Pour rencontrer de nouvelles traces de ce passé diplomatique, il faut pénétrer dans le hall principal, monter une volée de marches jusqu’au deuxième étage et lever les yeux. « Tout l’espace que l'on s'attend à voir au rez-de-chaussée quand on rentre, il est au deuxième étage, qui mesure deux étages de haut. C’était l’endroit solennel, auquel on accède par le grand escalier », détaille Ivar Ekeland, président de l’Université entre 1989 et 1994.

Au mur, la devise de l’alliance Atlantique est toujours là, en lettres noires : « Animus in consulendo liber ». Les étudiants savent-ils ce qu’elle signifie ? Angèle et Pauline, toutes les deux en première année de master de Finance, tentent timidement leur chance : « Ça veut dire ensemble dans la consultation, non ? ». On y est presque. La traduction la plus fidèle en française serait « l’esprit libre dans la consultation ».

Des couloirs secrets ?

A deux pas de ces lettres noires accrochées au mur, on retrouve l’amphithéâtre Raymond Aron, anciennement la salle du Conseil, où avaient lieu les réunions solennelles de l’Otan. Au milieu trône une grande table ovale de 20 mètres de diamètre, qui a longtemps été celle d’origine. Et à en croire les étudiants, la salle n’aurait pas révélé tous ses secrets : « Apparemment il y a encore des couloirs cachés... On ne sait pas tout sur l’histoire du bâtiment ». « C’est vrai que l’on peut contourner la salle Raymond Aron, il y a un couloir qui fait tout le tour », détaille Ivar Ekeland, qui confirme que « l’architecture du bâtiment fait qu’il est facile de dissimuler tout un couloir derrière une porte fermée ».

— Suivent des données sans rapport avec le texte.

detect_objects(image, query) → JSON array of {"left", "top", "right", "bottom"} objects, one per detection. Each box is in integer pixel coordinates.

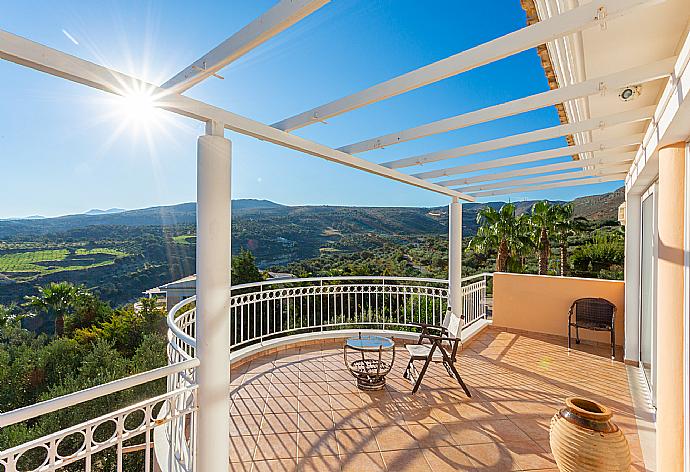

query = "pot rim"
[{"left": 565, "top": 397, "right": 613, "bottom": 422}]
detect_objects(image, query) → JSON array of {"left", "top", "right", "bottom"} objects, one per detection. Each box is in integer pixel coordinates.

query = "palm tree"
[
  {"left": 553, "top": 204, "right": 587, "bottom": 276},
  {"left": 25, "top": 282, "right": 75, "bottom": 337},
  {"left": 470, "top": 203, "right": 531, "bottom": 272},
  {"left": 530, "top": 200, "right": 556, "bottom": 275}
]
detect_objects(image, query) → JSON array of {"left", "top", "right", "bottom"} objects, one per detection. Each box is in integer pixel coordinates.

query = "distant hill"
[
  {"left": 573, "top": 187, "right": 625, "bottom": 221},
  {"left": 0, "top": 191, "right": 622, "bottom": 304},
  {"left": 84, "top": 208, "right": 127, "bottom": 215},
  {"left": 0, "top": 188, "right": 624, "bottom": 240}
]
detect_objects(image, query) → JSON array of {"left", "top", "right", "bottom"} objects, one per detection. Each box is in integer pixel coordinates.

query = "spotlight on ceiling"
[{"left": 618, "top": 85, "right": 641, "bottom": 102}]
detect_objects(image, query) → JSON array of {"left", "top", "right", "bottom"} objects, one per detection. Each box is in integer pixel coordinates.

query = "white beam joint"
[
  {"left": 0, "top": 30, "right": 474, "bottom": 202},
  {"left": 381, "top": 103, "right": 658, "bottom": 169},
  {"left": 161, "top": 0, "right": 330, "bottom": 93},
  {"left": 414, "top": 133, "right": 643, "bottom": 183},
  {"left": 436, "top": 151, "right": 635, "bottom": 187},
  {"left": 273, "top": 0, "right": 658, "bottom": 131},
  {"left": 456, "top": 166, "right": 629, "bottom": 192},
  {"left": 471, "top": 173, "right": 625, "bottom": 198}
]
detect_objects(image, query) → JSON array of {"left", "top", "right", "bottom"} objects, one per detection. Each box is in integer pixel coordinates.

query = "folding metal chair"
[{"left": 403, "top": 307, "right": 472, "bottom": 397}]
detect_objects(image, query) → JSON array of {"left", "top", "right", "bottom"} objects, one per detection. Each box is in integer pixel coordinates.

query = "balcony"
[
  {"left": 223, "top": 327, "right": 646, "bottom": 472},
  {"left": 0, "top": 274, "right": 653, "bottom": 472}
]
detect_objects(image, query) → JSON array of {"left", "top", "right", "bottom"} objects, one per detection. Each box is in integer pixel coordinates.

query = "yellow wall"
[{"left": 493, "top": 272, "right": 625, "bottom": 346}]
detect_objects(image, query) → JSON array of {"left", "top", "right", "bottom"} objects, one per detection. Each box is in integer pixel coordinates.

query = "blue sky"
[{"left": 0, "top": 0, "right": 620, "bottom": 218}]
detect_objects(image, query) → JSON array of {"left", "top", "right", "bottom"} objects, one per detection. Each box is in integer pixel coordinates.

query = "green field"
[
  {"left": 173, "top": 234, "right": 196, "bottom": 244},
  {"left": 0, "top": 248, "right": 128, "bottom": 278}
]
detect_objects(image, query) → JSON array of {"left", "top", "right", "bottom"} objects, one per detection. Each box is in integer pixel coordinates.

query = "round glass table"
[{"left": 343, "top": 333, "right": 395, "bottom": 390}]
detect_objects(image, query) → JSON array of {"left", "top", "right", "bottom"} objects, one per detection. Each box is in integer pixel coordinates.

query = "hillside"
[{"left": 0, "top": 191, "right": 622, "bottom": 304}]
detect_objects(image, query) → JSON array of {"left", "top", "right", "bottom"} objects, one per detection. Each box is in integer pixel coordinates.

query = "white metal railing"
[
  {"left": 0, "top": 274, "right": 491, "bottom": 472},
  {"left": 168, "top": 274, "right": 492, "bottom": 362},
  {"left": 0, "top": 359, "right": 199, "bottom": 472}
]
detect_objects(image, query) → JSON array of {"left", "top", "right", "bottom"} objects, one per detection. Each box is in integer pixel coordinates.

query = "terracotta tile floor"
[{"left": 230, "top": 328, "right": 644, "bottom": 472}]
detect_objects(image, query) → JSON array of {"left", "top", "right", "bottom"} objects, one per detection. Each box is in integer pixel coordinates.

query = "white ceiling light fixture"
[{"left": 618, "top": 85, "right": 642, "bottom": 102}]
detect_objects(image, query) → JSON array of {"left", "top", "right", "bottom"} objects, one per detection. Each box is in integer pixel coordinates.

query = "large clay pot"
[{"left": 549, "top": 397, "right": 631, "bottom": 472}]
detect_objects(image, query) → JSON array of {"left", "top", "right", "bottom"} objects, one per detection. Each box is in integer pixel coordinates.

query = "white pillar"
[
  {"left": 624, "top": 193, "right": 642, "bottom": 363},
  {"left": 448, "top": 197, "right": 463, "bottom": 317},
  {"left": 196, "top": 123, "right": 231, "bottom": 472}
]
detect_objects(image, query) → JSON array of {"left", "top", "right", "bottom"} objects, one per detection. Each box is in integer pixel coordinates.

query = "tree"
[
  {"left": 530, "top": 200, "right": 556, "bottom": 275},
  {"left": 25, "top": 282, "right": 76, "bottom": 337},
  {"left": 0, "top": 303, "right": 27, "bottom": 332},
  {"left": 65, "top": 286, "right": 113, "bottom": 336},
  {"left": 230, "top": 249, "right": 264, "bottom": 285},
  {"left": 469, "top": 203, "right": 531, "bottom": 272},
  {"left": 554, "top": 204, "right": 587, "bottom": 276}
]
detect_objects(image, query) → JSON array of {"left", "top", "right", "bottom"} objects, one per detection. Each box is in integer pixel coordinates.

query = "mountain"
[
  {"left": 0, "top": 188, "right": 624, "bottom": 240},
  {"left": 84, "top": 208, "right": 127, "bottom": 215},
  {"left": 0, "top": 191, "right": 622, "bottom": 304},
  {"left": 573, "top": 187, "right": 625, "bottom": 221}
]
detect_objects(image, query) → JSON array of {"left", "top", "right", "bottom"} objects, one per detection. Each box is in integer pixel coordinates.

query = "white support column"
[
  {"left": 624, "top": 192, "right": 642, "bottom": 363},
  {"left": 196, "top": 122, "right": 231, "bottom": 472},
  {"left": 448, "top": 197, "right": 463, "bottom": 324}
]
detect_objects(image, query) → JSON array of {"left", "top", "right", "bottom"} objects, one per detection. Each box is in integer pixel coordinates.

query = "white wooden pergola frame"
[{"left": 0, "top": 0, "right": 678, "bottom": 471}]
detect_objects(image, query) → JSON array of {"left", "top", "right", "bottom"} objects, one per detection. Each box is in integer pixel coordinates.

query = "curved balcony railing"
[{"left": 168, "top": 274, "right": 491, "bottom": 362}]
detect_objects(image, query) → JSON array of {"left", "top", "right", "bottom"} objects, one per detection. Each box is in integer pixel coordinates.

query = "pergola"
[{"left": 0, "top": 0, "right": 690, "bottom": 470}]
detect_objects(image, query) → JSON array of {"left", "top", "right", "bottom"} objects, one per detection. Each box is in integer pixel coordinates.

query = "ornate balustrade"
[{"left": 0, "top": 274, "right": 491, "bottom": 472}]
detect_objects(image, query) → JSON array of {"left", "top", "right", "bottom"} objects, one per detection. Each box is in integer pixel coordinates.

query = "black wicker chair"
[{"left": 568, "top": 298, "right": 616, "bottom": 359}]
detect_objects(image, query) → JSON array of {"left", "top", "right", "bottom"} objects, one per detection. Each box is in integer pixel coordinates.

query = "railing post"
[
  {"left": 448, "top": 197, "right": 463, "bottom": 326},
  {"left": 196, "top": 122, "right": 231, "bottom": 472},
  {"left": 482, "top": 274, "right": 487, "bottom": 318}
]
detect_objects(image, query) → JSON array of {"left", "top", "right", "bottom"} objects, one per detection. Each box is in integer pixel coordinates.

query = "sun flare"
[{"left": 119, "top": 91, "right": 158, "bottom": 126}]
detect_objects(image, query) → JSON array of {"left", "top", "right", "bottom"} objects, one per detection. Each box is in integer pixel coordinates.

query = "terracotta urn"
[{"left": 549, "top": 397, "right": 631, "bottom": 472}]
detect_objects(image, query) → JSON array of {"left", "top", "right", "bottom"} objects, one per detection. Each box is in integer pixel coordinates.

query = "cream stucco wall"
[{"left": 493, "top": 272, "right": 625, "bottom": 346}]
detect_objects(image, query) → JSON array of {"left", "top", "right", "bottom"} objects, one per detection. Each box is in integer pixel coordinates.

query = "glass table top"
[{"left": 345, "top": 334, "right": 395, "bottom": 351}]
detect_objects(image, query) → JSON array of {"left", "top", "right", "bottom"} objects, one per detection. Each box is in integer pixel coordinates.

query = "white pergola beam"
[
  {"left": 471, "top": 173, "right": 626, "bottom": 198},
  {"left": 414, "top": 133, "right": 642, "bottom": 179},
  {"left": 456, "top": 165, "right": 630, "bottom": 192},
  {"left": 161, "top": 0, "right": 330, "bottom": 93},
  {"left": 381, "top": 103, "right": 658, "bottom": 169},
  {"left": 436, "top": 151, "right": 635, "bottom": 187},
  {"left": 346, "top": 69, "right": 660, "bottom": 157},
  {"left": 273, "top": 0, "right": 658, "bottom": 131},
  {"left": 0, "top": 30, "right": 474, "bottom": 201}
]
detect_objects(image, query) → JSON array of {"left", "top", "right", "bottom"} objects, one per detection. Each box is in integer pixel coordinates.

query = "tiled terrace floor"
[{"left": 230, "top": 328, "right": 644, "bottom": 472}]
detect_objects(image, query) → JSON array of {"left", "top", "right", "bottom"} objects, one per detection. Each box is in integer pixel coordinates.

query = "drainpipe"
[
  {"left": 624, "top": 192, "right": 642, "bottom": 366},
  {"left": 448, "top": 197, "right": 463, "bottom": 330},
  {"left": 196, "top": 122, "right": 231, "bottom": 472}
]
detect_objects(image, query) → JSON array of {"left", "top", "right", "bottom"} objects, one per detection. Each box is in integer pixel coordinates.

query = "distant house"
[{"left": 144, "top": 272, "right": 295, "bottom": 311}]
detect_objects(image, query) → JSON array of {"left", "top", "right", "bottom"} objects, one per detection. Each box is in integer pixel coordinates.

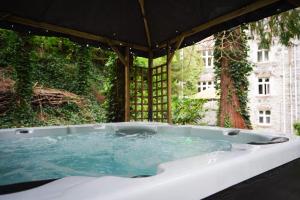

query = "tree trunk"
[{"left": 214, "top": 27, "right": 251, "bottom": 129}]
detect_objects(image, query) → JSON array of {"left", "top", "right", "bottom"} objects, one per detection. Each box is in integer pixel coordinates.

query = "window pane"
[
  {"left": 264, "top": 51, "right": 269, "bottom": 61},
  {"left": 265, "top": 84, "right": 270, "bottom": 94},
  {"left": 207, "top": 57, "right": 211, "bottom": 66},
  {"left": 257, "top": 51, "right": 262, "bottom": 62}
]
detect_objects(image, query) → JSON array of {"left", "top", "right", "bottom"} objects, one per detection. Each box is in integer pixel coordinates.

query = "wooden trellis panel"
[
  {"left": 152, "top": 64, "right": 168, "bottom": 122},
  {"left": 130, "top": 66, "right": 149, "bottom": 121}
]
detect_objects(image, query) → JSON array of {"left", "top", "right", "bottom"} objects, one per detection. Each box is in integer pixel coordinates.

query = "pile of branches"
[
  {"left": 32, "top": 86, "right": 83, "bottom": 107},
  {"left": 0, "top": 77, "right": 83, "bottom": 114}
]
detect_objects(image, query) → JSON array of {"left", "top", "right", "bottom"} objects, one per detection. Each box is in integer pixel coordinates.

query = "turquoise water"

L'ancien président nous conduit dans l’aile « Boulogne » de l’édifice, traversée par un couloir d’environ 150 mètres de long, encadré par des portes sans vitrage. Ici, toutes les serrures s’ouvrent « dans le mauvais sens », illustrant l'influence des Etats-Unis sur le lieu, explique Ivar Ekeland, joignant le geste à la parole : « c’est le sens américain ». Aucune lumière de l’extérieur ne filtre dans ce corridor. « On se croirait dans l’intestin d’un cachalot », s’amuse l’ancien président, et pour cause : « Tout ça, c’était une architecture militaire. C’était fait pour ça, ce sont des bureaux pour des militaires, il y avait du secret ».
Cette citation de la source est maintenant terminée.